Atevi 2 - Eroberer
mit Hanks’ Erklärung etwas anzufangen weiß und möglicherweise das Paradoxon aufzulösen versteht, das die Deterministen dieser Erklärung unterstellen. Vielleicht haben wir’s bloß mit einem sprachlichen Problem zu tun.«
»Es wird zur Kontroverse kommen.«
»Sagen diese Leute immer noch die Zukunft voraus? Das würde mich überraschen.«
»Manche versuchen’s.«
Bren nippte an seinem Likör und stellte fest, daß ihm die Hand zitterte. Vor Müdigkeit, wie er vermutete. Mit der Antwort, die er gefunden zu haben glaubte, ergab sich ein weiteres Problem. »Ich kann Ihnen versichern, daß unsere Daten solche Prognosen nicht zulassen«, sagte er und dachte im stillen, daß Astrologie für manche Atevi wohl immer noch sehr viel interessanter sein mochte als Astronomie und daß die gelehrteren Atevi möglicherweise Anstoß nehmen könnten an seiner Bitte um terminologische Klärung. »Wir verfolgen mit unserer Sternkunde sehr viel praktischere Zwecke als den der Wahrsagerei. Und ich kann mir vorstellen, daß manche Atevi ähnlich orientiert sind. Zum Beispiel dieser alte Mann.«
»Seine Arbeiten und die seiner Mitstreiter werden in Universitätskreisen mit großem Argwohn bedacht, Bren-ji.«
Das war keine gute Nachricht. »Wissen Sie warum?«
Banichi nahm einen Schluck und holte tief Luft. »Weil sie, wie ich gehört habe, ständig mit anderen Zahlen aufwarten.«
»Banichi, die Sterne bewegen sich. Alles bewegt sich, auch unsere Warte, aus der wir den Himmel beobachten. Darauf haben wir doch schon so oft aufmerksam gemacht.«
»Davon verstehe ich nichts«, sagte Banichi.

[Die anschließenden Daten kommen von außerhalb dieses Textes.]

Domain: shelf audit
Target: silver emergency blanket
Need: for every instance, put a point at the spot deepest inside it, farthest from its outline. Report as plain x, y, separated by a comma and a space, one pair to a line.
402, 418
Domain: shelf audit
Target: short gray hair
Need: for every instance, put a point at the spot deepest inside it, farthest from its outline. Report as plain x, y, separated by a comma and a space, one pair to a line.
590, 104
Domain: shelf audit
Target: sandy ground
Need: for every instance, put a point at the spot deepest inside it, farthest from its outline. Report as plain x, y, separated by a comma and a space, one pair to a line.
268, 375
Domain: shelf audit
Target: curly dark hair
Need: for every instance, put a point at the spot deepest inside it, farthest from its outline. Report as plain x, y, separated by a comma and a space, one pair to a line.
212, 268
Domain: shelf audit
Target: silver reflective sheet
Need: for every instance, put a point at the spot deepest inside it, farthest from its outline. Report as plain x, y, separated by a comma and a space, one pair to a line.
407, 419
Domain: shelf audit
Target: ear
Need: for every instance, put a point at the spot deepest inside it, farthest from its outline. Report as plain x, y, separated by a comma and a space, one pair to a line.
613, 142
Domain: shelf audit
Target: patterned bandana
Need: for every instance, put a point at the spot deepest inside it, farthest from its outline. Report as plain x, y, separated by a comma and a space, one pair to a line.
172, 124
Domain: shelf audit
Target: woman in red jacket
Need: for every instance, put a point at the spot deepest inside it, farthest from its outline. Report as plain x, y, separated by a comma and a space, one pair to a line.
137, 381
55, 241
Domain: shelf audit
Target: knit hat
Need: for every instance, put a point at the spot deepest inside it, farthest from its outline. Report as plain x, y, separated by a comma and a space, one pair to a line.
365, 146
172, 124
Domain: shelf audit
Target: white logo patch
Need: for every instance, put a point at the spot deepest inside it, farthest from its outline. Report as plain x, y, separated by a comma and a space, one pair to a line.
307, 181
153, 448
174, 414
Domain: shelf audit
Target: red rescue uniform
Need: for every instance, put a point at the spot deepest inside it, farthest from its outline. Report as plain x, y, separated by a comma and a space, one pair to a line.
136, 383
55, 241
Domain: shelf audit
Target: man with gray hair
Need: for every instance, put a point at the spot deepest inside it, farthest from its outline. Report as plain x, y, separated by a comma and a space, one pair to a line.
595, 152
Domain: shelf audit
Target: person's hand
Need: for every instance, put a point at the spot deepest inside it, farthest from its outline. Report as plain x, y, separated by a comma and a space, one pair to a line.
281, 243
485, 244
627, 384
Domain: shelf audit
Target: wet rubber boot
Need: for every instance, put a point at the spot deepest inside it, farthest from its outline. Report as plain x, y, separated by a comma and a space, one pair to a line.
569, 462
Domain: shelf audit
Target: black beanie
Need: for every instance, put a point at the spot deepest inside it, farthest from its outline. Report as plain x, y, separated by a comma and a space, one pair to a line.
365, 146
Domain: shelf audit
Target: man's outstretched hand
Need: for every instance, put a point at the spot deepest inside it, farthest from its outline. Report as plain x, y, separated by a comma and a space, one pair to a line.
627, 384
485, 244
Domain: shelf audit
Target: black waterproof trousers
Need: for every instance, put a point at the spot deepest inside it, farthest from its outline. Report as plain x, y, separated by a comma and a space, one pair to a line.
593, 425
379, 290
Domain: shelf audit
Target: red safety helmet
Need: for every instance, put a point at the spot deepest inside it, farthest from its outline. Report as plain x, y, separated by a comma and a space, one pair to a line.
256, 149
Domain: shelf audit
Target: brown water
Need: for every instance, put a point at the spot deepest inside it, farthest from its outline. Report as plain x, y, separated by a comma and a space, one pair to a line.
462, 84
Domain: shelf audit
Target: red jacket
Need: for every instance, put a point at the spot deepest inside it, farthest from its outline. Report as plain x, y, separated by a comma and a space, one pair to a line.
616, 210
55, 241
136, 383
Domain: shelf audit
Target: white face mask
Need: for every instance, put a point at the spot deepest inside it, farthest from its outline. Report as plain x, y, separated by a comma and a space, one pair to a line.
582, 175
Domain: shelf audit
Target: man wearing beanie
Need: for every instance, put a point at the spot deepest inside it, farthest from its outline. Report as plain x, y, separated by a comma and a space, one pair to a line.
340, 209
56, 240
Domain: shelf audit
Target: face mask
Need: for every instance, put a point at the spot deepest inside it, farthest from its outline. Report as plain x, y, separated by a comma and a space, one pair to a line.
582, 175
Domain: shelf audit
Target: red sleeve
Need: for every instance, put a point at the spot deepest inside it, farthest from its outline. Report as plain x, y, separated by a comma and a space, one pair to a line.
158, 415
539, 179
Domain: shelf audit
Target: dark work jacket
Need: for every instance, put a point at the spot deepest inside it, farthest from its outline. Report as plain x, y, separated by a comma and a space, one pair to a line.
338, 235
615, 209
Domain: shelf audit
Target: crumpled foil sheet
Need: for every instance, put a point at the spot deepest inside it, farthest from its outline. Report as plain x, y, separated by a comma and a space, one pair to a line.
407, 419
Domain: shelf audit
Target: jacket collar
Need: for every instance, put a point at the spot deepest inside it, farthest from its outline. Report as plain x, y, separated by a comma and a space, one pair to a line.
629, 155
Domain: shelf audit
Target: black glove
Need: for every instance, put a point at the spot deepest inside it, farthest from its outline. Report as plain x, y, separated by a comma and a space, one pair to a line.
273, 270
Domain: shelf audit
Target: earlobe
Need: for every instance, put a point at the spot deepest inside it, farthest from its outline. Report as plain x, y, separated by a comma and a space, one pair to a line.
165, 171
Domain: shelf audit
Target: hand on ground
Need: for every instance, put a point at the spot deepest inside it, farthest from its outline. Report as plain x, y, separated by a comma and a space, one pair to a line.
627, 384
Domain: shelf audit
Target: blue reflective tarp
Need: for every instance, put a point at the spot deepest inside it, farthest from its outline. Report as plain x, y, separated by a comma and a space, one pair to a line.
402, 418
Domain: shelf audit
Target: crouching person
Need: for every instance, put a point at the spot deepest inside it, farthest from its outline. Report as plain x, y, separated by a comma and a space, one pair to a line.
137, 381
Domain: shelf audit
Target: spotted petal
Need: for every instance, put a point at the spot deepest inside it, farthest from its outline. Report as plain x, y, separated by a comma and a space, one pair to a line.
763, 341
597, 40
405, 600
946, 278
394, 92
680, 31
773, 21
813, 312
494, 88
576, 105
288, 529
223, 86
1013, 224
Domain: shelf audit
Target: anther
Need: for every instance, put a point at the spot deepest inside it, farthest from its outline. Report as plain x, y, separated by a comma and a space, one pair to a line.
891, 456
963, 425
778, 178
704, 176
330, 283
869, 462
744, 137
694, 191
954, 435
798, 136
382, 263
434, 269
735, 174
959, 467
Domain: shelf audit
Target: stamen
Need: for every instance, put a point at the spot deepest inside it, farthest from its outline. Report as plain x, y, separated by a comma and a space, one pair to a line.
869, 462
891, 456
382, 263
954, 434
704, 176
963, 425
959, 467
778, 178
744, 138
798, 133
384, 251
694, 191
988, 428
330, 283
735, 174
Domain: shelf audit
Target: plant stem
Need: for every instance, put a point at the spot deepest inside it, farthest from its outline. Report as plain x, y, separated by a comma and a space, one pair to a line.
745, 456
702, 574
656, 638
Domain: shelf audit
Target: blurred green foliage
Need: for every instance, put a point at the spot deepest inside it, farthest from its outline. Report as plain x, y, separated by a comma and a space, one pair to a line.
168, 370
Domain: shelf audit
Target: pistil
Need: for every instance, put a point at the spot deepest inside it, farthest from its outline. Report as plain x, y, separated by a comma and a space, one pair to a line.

»Der Planet, auf dem wir leben, dreht sich um die Sonne. Für seinen Kreislauf braucht er ein Jahr. Um die wahren Daten eines Sterns ermitteln zu können, muß man diesen Kreislauf mit berücksichtigen und mehrere Messungen durchführen, zum Beispiel mal im Sommer, mal im Winter, wenn unser Planet seine jeweiligen Wendepunkte durchläuft. Aber solche Messungen sind immer ungenau, Banichi. Es geht um riesige Entfernungen, um große Zahlen, und die haben nichts mit Wahrsagerei oder Philosophie zu tun. Sterne sind Körper aus brennendem Wasserstoff, weiter nichts.«
»Wozu sollten die dann gut sein?«
»Die Sonne ist für uns doch sehr nützlich, oder etwa nicht?«
»Was hat die Sonne damit zu tun?«
Bren wußte sich kaum mehr zu helfen. »Die Sonne ist ein Stern wie all die anderen, die Sie am Himmel sehen und nur sehr viel weiter von uns entfernt sind.«
»Na schön«, antwortete Banichi nach einer Weile.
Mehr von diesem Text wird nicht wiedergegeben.